1640 : révolte antifiscale à Moulins.



Le plus étonnant dans la révolte actuelle des Bonnets rouges bretons ce n'est pas tant l'explosion sociale, qui tôt ou tard devait arriver, que la résurgence d'un symbole enfoui dans la mémoire bretonne depuis près de quatre siècles : preuve éclatante que l'identité de cette région est une réalité vivante. Ce symbole nous renvoie donc à une révolte populaire du XVIIe siècle dirigée contre la fiscalité royale et notamment contre le Papier timbré, c'est-à-dire une marque fleurdelisée et taxée qui officialisait les actes judiciaires ou notariaux. Sous l'Ancien Régime, près de 40 % des insurrections, révoltes, émotions ou autres soulèvements populaires furent liées au refus de la fiscalité royale (Jean Nicolas, La rébellion française, PUF, 2000). Si toutes les provinces du royaume furent touchées par ces mouvements souvent spontanés, la palme de l'agitation antifiscale  revint au Bassin parisien, à la Bretagne et au Languedoc. Sous l'Ancien Régime, alors que le Bourbonnais était réputé plutôt calme, les révoltes antifiscales y furent pourtant présentes : huit furent répertoriées par André Leguai entre 1610 et 1709. La révolte moulinoise de 1640 fut la plus sérieuse.

Le 23 juin 1640, le « menu peuple » s'assembla avec « armes à feu » et se transporta au logis du petit dauphin, situé au faubourg d'Allier, où résidait Jacques Puesche, « commis à la levée des taxes sur les aisés ». Les émeutiers assassinèrent Puesche et « quelques autres de sa compagnie », puis volèrent les « deniers que ledit defunt Puesche avait alors recueillis ». Selon les pièces de procédure, les maire et échevins qui se portèrent sur les lieux, furent accueillis à coups d'arquebuses et de mousquets.

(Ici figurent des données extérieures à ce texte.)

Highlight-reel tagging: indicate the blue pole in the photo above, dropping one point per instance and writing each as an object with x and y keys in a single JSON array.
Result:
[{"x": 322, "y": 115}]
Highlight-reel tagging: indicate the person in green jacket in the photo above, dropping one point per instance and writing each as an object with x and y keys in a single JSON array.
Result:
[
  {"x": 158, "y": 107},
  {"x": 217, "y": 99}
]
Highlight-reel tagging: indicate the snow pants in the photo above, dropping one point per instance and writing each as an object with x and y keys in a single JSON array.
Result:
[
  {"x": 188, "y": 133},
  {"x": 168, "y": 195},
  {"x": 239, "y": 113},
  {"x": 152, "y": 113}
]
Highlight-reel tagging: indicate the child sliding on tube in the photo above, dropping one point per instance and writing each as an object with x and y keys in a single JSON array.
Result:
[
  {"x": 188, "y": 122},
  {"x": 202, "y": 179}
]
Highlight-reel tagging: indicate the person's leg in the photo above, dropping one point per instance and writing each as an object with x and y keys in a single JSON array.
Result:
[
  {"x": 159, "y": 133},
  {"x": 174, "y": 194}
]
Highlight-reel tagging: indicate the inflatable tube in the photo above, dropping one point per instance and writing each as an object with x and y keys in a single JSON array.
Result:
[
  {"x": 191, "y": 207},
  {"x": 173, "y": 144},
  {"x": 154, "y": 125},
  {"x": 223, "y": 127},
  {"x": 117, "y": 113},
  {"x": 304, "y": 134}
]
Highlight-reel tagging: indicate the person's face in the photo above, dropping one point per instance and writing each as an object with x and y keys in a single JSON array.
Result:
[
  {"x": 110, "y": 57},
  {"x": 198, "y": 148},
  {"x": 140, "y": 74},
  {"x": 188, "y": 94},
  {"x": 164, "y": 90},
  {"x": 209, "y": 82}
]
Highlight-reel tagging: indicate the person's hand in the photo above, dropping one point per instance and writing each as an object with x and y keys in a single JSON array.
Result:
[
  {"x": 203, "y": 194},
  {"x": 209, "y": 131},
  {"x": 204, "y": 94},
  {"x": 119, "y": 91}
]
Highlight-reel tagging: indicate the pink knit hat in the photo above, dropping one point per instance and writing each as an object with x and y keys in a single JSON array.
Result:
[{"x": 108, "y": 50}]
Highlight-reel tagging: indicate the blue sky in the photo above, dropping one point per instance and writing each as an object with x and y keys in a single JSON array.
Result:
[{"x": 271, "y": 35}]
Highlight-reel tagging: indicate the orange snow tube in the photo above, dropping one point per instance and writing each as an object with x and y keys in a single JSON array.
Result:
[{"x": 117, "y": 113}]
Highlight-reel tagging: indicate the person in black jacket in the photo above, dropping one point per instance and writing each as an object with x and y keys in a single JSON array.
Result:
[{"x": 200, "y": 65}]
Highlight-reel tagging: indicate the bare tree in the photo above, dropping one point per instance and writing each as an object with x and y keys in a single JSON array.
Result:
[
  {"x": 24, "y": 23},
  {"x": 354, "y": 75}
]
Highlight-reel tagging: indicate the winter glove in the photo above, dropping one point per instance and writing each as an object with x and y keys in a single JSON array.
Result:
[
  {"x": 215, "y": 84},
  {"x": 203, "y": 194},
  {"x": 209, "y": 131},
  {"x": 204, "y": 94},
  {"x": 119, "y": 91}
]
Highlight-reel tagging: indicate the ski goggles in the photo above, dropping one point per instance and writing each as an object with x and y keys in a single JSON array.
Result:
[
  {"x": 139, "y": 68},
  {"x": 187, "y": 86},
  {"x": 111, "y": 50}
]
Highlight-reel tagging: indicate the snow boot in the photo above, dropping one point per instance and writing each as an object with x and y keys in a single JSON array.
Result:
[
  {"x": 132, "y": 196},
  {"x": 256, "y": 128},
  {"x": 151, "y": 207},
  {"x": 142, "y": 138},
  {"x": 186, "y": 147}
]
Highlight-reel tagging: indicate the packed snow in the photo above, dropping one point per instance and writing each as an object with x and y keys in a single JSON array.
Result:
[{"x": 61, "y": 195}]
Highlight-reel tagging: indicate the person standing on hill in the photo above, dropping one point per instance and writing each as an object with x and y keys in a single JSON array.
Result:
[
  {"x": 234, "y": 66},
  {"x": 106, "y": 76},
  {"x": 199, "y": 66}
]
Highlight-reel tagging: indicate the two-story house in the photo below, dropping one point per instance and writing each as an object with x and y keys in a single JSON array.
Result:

Un échevin fut d'ailleurs grièvement blessé. Au total, l'historien soviétique Boris Porchnev, spécialiste des révoltes populaires du Grand Siècle, estima qu'une dizaine de personnes trouvèrent la mort lors de cette journée particulière.

Pendant les premières semaines de la sédition, qui dura plus de deux mois,  l'attitude de la  municipalité moulinoise et de la garde bourgeoise fut loin d'être en adéquation avec les dépositions consignées lors de la sortie de crise. Le combat contre la fiscalité royale étant favorable à leurs intérêts, les édiles se montrèrent au début de l'agitation plutôt conciliants vis-à-vis des émeutiers. Mais voyant qu'aucune solution de sortie de crise n'était envisageable face à l'Etat royal, la position de la bourgeoisie moulinoise évolua peu à peu, notamment après le 15 juillet où lors d'une nouvelle émeute plusieurs « bonnes maisons » furent pillées par la foule en colère. La situation ne fut reprise en main que dans la nuit du 24 au 25 août durant laquelle trois des chefs de la révolte, Rivet, Moladier et Bernardon furent arrêtés par la garde bourgeoise, jugés sommairement et exécutés. De violents échauffourées se déroulèrent alors aux portes de la ville où deux émeutiers trouvèrent la mort. Dans les jours qui suivirent trois régiments envoyés par le Prince de Condé prirent garnison chez l'habitant afin de réduire à néant les velléités de la ville. La justice royale fit alors son œuvre : plusieurs condamnations aux galères, au bannissement et à de fortes amendes furent prononcées. Cependant, comme souvent sous l'Ancien Régime, le roi, par le biais de Lettres de rémission, gracia une grande partie des  condamnés.